The company has offered yearly subscribers the right to cancel and get a prorated refund. However, it disabled the ability to cancel accounts and refused to delete accounts through its support system.

On November 13, 2014, Northern Californian district judge William Alsup granted a temporary restraining order, enjoining Bitcasa from deleting and disabling access to Infinite Plan subscribers' data. Bitcasa filed a response on 18 November, challenging the legality of the TRO. As an apparent result of the restraining order, Bitcasa announced a 5-day extension of the deadline in an email to users on November 16; the email did not mention the restraining order. A hearing was set for 10.00 on 19 November; Bitcasa 'won' the lawsuit.
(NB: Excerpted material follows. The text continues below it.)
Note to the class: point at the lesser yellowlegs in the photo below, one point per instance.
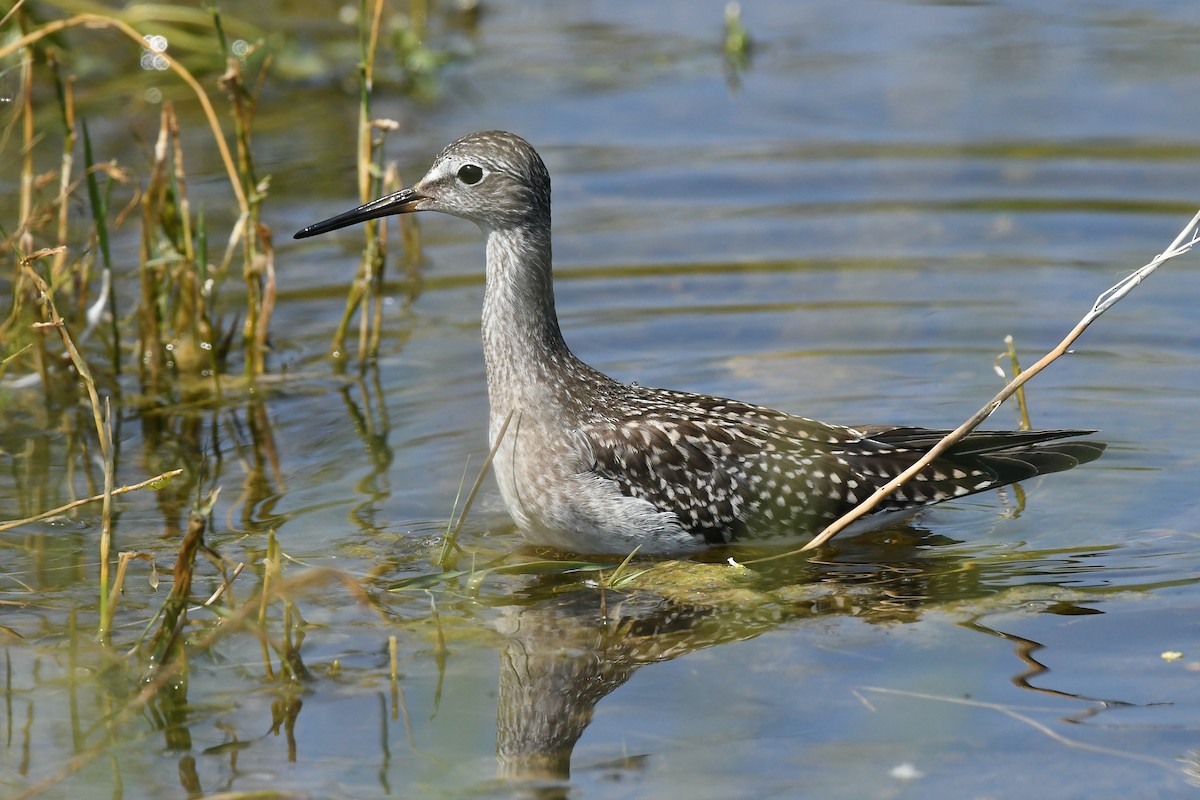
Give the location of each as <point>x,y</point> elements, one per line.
<point>594,465</point>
In February 2015, the Community Forum was shut down.

===April 2016===

On April 7, 2016, the company switched their free 5GB plan to a free trial tier. Users with this account prior April 7 would automatically start the trial and after the 60-day trial, if the user has not changed to a paid plan, their account and data will be deleted from the server.

On April 21, 2016, Bitcasa announced they would discontinue their cloud storage service, and focus on business products. Users had until May 20, 2016 to download their data, when user data could be deleted. Bitcasa shut down their consumer cloud storage at the end of May 20, 2016, only offering products for developers.

===September 2016===
After four months, they did not refund customers and the website of Bitcasa was inaccessible.